Never use gridlines to box all values in a table. In large multi-column tables, reading across rows is easier with occasional hairlines of light shading, but otherwise consider using white space to separate associated groups of rows or columns.

5.5.2   Layout and annotation

Use white space to group related rows and columns. Rearranging rows or columns may bring values that should be compared closer. Summarise and interpret in the body of a report but do not simply repeat values.

5.5.3   Significant digits and data noise

The meaningful information is 'signal'. Information that does not help understanding of the data is 'noise'. Noise includes data noise and unnecessary embellishments to the table. Decreasing the significant digits displayed often decreases data noise.

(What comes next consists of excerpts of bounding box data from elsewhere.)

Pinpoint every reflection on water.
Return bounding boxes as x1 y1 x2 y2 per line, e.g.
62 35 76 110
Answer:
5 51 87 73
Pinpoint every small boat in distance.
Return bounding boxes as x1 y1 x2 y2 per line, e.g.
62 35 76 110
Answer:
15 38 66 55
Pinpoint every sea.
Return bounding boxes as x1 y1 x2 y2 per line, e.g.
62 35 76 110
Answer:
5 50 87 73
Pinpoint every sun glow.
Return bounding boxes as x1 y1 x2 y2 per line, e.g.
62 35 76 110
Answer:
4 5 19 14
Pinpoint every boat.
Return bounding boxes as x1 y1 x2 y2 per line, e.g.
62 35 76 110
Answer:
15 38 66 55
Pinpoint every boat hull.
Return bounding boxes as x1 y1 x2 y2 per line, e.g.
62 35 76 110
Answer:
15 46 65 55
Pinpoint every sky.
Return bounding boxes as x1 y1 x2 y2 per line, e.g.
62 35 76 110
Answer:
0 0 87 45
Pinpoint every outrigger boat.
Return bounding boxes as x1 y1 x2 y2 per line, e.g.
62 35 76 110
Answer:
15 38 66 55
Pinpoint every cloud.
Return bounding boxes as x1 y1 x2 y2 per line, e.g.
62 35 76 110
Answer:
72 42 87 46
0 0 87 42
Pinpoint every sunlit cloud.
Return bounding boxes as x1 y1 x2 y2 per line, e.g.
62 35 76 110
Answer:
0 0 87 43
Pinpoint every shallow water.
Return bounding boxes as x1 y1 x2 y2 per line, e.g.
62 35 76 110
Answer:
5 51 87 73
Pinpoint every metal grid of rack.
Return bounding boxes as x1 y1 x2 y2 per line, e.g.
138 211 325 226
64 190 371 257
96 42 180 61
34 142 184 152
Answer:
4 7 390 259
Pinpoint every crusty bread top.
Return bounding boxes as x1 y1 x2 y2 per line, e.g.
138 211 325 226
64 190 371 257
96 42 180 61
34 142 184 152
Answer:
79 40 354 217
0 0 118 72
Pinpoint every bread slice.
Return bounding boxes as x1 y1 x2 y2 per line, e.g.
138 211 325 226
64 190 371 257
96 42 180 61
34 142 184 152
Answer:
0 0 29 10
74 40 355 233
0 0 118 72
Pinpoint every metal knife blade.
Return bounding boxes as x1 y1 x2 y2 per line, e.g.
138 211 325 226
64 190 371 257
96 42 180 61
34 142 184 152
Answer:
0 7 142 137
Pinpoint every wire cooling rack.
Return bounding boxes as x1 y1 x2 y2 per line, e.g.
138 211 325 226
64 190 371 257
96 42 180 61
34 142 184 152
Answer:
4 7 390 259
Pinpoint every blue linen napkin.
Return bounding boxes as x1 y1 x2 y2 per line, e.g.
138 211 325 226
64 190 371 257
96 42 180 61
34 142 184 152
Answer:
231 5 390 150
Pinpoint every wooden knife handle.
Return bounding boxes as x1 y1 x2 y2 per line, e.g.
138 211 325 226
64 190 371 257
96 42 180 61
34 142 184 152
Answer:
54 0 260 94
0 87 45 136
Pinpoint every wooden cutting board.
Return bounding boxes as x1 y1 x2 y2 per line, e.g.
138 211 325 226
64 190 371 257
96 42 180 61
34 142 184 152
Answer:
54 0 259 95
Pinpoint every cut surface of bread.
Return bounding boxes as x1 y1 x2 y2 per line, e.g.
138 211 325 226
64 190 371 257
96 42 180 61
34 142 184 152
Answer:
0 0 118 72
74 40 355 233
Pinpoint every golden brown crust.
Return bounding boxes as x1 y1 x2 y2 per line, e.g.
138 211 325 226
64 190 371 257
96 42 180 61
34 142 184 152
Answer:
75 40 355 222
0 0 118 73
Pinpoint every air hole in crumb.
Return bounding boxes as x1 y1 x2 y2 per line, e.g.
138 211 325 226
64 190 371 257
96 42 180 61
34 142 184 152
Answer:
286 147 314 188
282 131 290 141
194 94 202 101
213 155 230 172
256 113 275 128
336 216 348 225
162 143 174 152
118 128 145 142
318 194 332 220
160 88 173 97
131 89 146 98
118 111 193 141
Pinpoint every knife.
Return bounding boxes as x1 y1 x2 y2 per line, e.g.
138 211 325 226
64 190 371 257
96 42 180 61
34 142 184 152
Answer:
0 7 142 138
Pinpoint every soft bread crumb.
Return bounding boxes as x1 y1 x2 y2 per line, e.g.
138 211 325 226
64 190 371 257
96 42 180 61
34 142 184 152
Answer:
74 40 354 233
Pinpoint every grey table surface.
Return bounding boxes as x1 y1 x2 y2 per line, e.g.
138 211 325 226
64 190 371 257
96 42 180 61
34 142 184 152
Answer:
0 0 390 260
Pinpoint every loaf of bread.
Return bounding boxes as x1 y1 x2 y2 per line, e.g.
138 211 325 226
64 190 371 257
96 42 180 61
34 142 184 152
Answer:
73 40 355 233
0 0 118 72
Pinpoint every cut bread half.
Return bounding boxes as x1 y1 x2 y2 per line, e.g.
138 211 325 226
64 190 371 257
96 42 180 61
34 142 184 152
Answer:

5.5.4   Meaningful variables

Showing proportions in a multi-column table instead of frequencies makes it easier to compare groups. Ratios of variables can be easier to interpret than their raw values.

5.5.5   Swapping rows and columns

It is easier to compare values down rows than across columns. Interchanging the rows and columns of a table can make it easier to make comparisons.

5.5.6   Reordering rows

Rearranging the rows (or columns) may make the information in large tables stand out better.

5.5.7   Example

An example shows a published table whose presentation can be improved in many ways.

5.6   Logistic regression

5.6.1   Categorical responses

With a categorical response and numerical explanatory variable, stacked bar charts at each X are an effective display.

5.6.2   Fitted values and predictions

Using a straight line to describe how the proportion in a category depends on X is not appropriate. A curve is required.

5.6.3   Logistic curve

A 'logistic' curve can be used to model how a proportion depends on X.

5.6.4   Obtaining a good fit

A logistic curve is fitted to an example data set.